The abduction on 14 April 2014 of about 300 mainly Christian schoolgirls from Chibok generated a social-media storm, with the hashtag #bringbackourgirls.

Boko Haram has abducted 22 girls and women in two separate raids in north-east Nigeria, residents and vigilantes say.

In the first attack on 30 March, the jihadists raided the village of Pulka near the border with Cameroon, where they kidnapped 18 girls.

In the second incident, outside the village of Dumba, close to Lake Chad, the jihadists killed a herdsman who had tried to escape after refusing to pay protection money, said Adamu Ahmed, a member of an anti-Boko Haram militia.

Another resident confirmed the raid and said the girls were likely to end up as brides for the fighters, saying: “They didn’t harm anyone during the raid and they made no attempt to shoot people running away from the village.”

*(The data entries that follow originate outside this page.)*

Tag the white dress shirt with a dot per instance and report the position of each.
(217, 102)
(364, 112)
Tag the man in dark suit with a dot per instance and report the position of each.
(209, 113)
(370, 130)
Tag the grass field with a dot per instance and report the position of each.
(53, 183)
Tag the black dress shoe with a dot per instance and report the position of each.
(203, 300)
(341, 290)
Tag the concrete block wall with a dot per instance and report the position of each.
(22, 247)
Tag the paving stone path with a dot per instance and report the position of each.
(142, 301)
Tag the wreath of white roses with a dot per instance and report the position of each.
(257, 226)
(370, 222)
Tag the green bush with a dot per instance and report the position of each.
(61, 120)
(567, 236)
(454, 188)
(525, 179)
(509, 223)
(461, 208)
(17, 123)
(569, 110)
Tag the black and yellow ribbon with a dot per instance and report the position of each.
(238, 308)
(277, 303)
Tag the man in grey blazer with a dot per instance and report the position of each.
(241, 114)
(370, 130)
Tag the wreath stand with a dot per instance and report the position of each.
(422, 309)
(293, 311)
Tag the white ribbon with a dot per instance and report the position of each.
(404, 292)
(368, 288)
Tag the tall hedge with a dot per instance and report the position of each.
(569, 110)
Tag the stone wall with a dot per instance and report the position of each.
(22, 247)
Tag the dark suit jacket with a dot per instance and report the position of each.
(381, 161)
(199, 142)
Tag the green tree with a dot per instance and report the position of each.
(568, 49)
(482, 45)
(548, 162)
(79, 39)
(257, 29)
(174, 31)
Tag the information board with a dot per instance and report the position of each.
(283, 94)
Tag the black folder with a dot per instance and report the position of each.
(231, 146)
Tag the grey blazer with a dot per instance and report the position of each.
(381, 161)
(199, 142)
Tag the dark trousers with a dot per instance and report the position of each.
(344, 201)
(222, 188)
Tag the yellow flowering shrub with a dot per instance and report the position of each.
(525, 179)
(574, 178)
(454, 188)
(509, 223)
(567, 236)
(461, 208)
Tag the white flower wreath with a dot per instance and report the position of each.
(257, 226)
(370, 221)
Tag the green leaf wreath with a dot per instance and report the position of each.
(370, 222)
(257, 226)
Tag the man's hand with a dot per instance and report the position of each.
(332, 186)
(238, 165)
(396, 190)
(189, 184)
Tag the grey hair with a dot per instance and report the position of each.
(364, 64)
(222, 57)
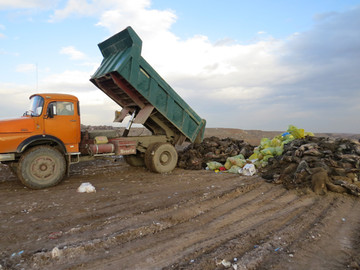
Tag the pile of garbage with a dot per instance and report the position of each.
(320, 163)
(212, 149)
(275, 147)
(296, 159)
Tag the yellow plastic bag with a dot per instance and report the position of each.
(214, 165)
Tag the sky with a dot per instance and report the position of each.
(256, 64)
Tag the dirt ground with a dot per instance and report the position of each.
(180, 220)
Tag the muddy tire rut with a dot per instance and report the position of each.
(181, 220)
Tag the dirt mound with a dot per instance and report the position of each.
(317, 162)
(195, 156)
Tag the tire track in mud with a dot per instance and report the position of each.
(217, 221)
(332, 243)
(207, 221)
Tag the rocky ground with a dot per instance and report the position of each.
(187, 219)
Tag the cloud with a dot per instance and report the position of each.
(309, 79)
(25, 68)
(73, 53)
(26, 4)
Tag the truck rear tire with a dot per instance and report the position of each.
(161, 157)
(41, 167)
(13, 167)
(135, 160)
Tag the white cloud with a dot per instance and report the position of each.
(25, 68)
(266, 84)
(73, 53)
(26, 4)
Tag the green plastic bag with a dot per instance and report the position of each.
(214, 165)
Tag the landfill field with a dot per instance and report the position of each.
(282, 217)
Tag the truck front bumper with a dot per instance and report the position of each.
(7, 157)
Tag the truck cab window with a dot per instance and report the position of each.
(64, 108)
(36, 106)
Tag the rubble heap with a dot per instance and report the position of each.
(195, 156)
(317, 162)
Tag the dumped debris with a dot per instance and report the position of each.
(296, 159)
(319, 163)
(195, 156)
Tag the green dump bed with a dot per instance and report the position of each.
(133, 84)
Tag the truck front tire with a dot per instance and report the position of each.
(135, 160)
(161, 158)
(41, 167)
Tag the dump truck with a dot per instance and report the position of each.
(40, 146)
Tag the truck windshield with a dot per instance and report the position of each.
(36, 106)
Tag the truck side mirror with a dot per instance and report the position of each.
(50, 111)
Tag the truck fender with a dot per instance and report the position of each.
(40, 138)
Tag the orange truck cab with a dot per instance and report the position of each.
(39, 145)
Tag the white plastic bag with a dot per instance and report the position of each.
(86, 187)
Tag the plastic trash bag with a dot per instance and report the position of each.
(214, 165)
(86, 188)
(248, 170)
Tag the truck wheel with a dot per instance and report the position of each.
(162, 158)
(13, 167)
(41, 167)
(135, 160)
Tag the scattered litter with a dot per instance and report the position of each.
(17, 254)
(226, 263)
(55, 235)
(86, 188)
(248, 170)
(55, 252)
(195, 156)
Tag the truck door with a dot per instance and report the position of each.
(63, 122)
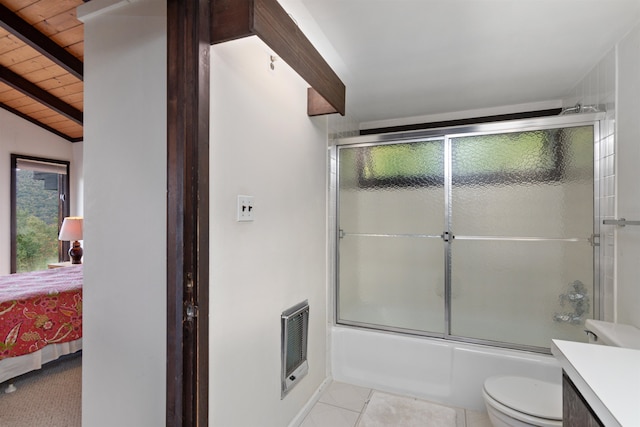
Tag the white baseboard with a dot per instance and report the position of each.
(299, 418)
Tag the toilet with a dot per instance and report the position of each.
(516, 401)
(513, 401)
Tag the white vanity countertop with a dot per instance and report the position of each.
(607, 377)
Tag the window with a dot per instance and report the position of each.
(39, 203)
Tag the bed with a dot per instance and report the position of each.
(40, 318)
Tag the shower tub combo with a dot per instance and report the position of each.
(461, 252)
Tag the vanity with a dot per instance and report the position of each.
(601, 383)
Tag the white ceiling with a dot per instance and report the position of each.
(405, 58)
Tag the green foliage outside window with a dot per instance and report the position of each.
(36, 221)
(37, 242)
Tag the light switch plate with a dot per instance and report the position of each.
(245, 208)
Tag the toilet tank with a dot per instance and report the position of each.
(612, 334)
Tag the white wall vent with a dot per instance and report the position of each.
(295, 327)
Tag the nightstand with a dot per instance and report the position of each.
(59, 264)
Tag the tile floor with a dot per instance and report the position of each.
(341, 405)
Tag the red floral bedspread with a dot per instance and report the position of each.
(39, 308)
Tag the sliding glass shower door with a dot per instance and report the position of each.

The treatment of Christian women and girls in northern Nigeria since 1999 was the subject of a detailed report, “Our Bodies, their Battleground“, whose authors explored what they called “the facilitating characteristics of the country in which the [Boko Haram] insurgency has come to operate so effectively”.

It showed that the abduction of Christian girls was common practice long before the advent of Boko Haram and its infamous kidnapping of about 300 mainly Christian schoolgirls from Chibok in April 2014.

According to an official, the attackers belong to the faction headed by Abu Musa Al-Barnawi, the son of Boko Haram founder Mohammed Yusuf. Al-Barnawi was appointed last year by the Islamic State group (Boko Haram now also refers to itself as the Islamic State’s West African Province) to replace previous leader Abubakar Shekau.

His promotion revealed divisions in the radical Islamic group, as Shekau had been criticised for mass killings and suicide attacks against civilians.

In recent weeks the Islamist fighters have intensified raids in the Lake Chad area, stealing food from residents. They have also killed several civilians they accused of cooperating with the military.